Member of the Grand Council of Fribourg
- In office 1996–2015

Personal details
- Born: Pierre-André Page 19 April 1960 (age 66) Riaz, Fribourg, Switzerland
- Party: Swiss People's Party
- Spouse: Isabelle Roth
- Website: Official website (in French)

Military service
- Branch/service: Swiss Armed Forces
- Rank: Soldier

= Pierre-André Page =

Swiss farmer and politician

Pierre-André Page (/fr/; born 19 April 1960) is a Swiss farmer and politician who serves in the National Council as a member of Swiss People's Party since 2015. Prior to his tenure in the National Council he was a member of the Grand Council of Fribourg from 1996 to 2015.

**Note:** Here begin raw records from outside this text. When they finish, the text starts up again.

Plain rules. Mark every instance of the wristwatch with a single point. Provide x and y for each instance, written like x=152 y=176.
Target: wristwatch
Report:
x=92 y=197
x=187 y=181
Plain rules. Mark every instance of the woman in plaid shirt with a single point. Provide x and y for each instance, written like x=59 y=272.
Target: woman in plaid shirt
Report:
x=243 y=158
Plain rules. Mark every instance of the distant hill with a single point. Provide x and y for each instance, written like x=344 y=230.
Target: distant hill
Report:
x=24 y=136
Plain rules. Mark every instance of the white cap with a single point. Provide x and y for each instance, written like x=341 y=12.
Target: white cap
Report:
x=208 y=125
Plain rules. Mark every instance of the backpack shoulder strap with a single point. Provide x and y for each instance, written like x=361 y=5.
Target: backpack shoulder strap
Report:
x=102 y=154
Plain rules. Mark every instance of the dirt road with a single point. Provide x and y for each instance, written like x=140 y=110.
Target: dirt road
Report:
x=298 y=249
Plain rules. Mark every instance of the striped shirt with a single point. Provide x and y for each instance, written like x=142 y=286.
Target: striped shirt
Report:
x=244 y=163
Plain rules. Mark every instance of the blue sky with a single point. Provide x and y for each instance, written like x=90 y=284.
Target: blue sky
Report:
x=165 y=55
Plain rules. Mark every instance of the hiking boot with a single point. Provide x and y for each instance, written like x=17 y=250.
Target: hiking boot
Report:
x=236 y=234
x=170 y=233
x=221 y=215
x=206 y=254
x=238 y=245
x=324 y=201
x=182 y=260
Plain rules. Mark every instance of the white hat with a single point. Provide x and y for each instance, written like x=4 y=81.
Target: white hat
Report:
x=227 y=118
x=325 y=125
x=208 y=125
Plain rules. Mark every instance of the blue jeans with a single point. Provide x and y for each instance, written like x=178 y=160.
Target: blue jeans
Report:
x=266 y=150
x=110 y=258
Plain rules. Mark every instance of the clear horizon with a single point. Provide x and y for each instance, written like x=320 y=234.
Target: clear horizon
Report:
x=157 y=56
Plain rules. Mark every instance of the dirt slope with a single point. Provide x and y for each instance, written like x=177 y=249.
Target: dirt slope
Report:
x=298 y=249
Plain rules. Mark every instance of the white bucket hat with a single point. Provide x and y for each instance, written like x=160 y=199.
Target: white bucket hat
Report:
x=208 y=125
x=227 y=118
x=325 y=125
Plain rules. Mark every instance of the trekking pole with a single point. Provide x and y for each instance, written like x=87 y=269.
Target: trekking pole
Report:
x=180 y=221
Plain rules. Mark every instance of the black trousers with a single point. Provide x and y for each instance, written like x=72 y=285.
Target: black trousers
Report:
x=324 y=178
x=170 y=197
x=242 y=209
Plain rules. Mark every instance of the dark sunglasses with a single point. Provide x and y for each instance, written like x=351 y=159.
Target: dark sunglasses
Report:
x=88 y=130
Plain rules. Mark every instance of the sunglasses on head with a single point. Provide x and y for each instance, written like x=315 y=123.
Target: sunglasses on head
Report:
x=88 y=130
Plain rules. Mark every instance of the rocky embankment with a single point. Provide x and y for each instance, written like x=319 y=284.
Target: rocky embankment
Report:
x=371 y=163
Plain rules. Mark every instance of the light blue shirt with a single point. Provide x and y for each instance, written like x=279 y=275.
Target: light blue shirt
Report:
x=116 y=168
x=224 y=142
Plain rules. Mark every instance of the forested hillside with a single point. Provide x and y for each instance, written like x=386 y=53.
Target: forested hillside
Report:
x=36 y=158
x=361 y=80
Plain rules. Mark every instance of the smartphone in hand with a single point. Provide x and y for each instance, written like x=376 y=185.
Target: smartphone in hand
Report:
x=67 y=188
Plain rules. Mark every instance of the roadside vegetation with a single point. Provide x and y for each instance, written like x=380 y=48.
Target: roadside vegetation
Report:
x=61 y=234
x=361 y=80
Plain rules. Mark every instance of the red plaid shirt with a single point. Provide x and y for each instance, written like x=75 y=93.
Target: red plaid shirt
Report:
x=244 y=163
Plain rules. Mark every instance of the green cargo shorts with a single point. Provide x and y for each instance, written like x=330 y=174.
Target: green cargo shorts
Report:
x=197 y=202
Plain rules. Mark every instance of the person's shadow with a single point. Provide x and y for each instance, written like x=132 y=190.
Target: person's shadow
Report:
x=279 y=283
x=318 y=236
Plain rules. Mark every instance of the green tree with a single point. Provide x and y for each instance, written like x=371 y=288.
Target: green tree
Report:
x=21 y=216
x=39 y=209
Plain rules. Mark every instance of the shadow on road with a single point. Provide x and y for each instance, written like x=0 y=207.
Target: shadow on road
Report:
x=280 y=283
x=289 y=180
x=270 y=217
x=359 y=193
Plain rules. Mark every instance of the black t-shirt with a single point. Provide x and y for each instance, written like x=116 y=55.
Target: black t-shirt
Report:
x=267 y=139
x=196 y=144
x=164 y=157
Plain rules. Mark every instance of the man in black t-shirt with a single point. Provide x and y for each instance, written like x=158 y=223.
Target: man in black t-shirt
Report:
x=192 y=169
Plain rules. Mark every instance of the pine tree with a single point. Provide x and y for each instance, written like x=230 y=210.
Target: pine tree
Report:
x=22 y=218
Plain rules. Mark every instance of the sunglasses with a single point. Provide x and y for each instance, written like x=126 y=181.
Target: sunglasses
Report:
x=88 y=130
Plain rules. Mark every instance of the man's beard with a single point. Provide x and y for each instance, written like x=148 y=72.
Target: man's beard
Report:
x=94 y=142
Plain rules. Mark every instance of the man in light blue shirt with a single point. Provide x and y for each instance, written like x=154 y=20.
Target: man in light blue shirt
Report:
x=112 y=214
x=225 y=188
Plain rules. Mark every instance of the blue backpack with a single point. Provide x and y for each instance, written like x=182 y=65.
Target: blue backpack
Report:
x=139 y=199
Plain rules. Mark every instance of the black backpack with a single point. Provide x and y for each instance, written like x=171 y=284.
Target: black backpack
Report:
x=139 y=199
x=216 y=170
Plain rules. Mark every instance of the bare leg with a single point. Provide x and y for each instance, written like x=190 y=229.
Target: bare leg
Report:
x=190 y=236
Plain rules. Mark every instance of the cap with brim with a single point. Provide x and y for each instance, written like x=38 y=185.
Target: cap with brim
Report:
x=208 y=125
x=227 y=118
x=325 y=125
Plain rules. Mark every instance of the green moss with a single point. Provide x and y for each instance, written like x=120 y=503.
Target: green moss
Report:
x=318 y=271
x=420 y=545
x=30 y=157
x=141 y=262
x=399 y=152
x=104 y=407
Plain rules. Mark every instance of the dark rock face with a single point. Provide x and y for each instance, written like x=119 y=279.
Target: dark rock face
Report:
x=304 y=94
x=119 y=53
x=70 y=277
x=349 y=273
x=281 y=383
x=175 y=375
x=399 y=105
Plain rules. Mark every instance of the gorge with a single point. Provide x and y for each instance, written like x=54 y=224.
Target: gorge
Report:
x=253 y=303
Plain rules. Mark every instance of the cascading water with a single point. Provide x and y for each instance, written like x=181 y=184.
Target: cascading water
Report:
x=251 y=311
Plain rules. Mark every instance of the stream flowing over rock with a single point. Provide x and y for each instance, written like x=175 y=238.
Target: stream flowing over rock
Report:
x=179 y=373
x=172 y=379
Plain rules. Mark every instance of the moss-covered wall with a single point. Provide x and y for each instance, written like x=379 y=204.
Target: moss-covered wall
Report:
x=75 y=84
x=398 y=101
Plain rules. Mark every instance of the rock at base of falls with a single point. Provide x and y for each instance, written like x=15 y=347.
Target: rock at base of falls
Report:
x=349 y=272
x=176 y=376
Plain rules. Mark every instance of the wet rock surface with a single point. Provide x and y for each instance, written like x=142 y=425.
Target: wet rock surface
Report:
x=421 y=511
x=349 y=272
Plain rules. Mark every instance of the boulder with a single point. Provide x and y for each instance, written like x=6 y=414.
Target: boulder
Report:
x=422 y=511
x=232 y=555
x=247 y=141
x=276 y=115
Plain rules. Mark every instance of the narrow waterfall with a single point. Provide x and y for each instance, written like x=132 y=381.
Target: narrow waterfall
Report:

==Early life and education==
Pierre-André Page was born in Riaz, Switzerland, on 19 April 1960, to Camilla Page-Baumgartner. He operates a 62-hectare dairy farm. He received a federal certificate of proficiency from the Agricultural School in Grangeneuve. He graduated with a Master's degree in agriculture in 1986.

==Career==
In Châtonnaye, Page was a councillor from 1991 to 1996, deputy mayor from 1996 to 2001, and mayor from 2001 to 2006. He was a member of the Grand Council of Fribourg from 1996 to 2015, and chaired it in 2009. He is a member of the Swiss People's Party.

In the 2007 election Page was a candidate for the National Council. In the 2015 and 2019 elections he was elected to the National Council. From 2 December 2019 to 14 December 2023, he was the president of the Commission of Pardons. He is currently the First Vice President of the National Council.

==Personal life==
Page married Isabelle Roth, with whom he had three children. He played the euphonium and baritone horn in L'Echo des Roches, a village brass band, from 1972 to 2018.

==Political positions==
Page opposes funding for UNRWA and accuses it of supporting terrorist organisations. He is a member of a committee seeking to place a referendum onto the ballot that would enshrine Swiss neutrality into the constitution.